- Born: May 13, 1963 (age 62)
- Nationality: American
- Area: Writer
- Notable works: Bog Swamp Demon
- Collaborators: Ryan Brown

= Doug Brammer =

American comic book writer (born 1963)

Doug Brammer (born May 13, 1963) is an American comic book writer. He is known for his collaborations with artist Ryan Brown as well as his association with the swamp monster character Bog Swamp Demon (created by Brown).

==Biography==
In 1986 Brammer and Brown published (under the company name Rion Productions) two issues of Rion 2990, a proposed four-issue limited series which was a tribute to Japanese comics. As such, it was one of the first examples of Original English-language manga.

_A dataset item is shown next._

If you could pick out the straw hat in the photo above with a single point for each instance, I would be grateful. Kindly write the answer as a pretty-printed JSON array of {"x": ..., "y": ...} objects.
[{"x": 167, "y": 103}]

Again working with Brown, Brammer wrote a story in the "Teenage Mutant Ninja Turtles Meet Archie" edition of Teenage Mutant Ninja Turtles Adventures (1991) and contributed to other TMNT stories in 1992. He followed that by scripting the 1992–1993 limited series Wild West C.O.W.-Boys of Moo Mesa (based on the animated series developed by Ryan Brown) for Archie Comics.

With Brown again, in 1996–1997 he co-wrote Hall of Heroes four-issue limited series Bog Swamp Demon (a character that originated in the pages of Teenage Mutant Ninja Turtles Adventures). For the Hall of Heroes Presents anthology, Brammer created the Power of the Golem feature, illustrated by Jerry Beck. Continuing with Bog Swamp Demon, Brammer wrote Bog backup stories in Dan Berger's ' comic book series, published by Numbskull Press from 1998 to 2000. The stories were illustrated by David Vance.

Brammer appears in the 2014 documentary film Turtle Power: Definitive History of the Teenage Mutant Ninja Turtles from Paramount Pictures.

Brammer currently lives in Wooster, Ohio.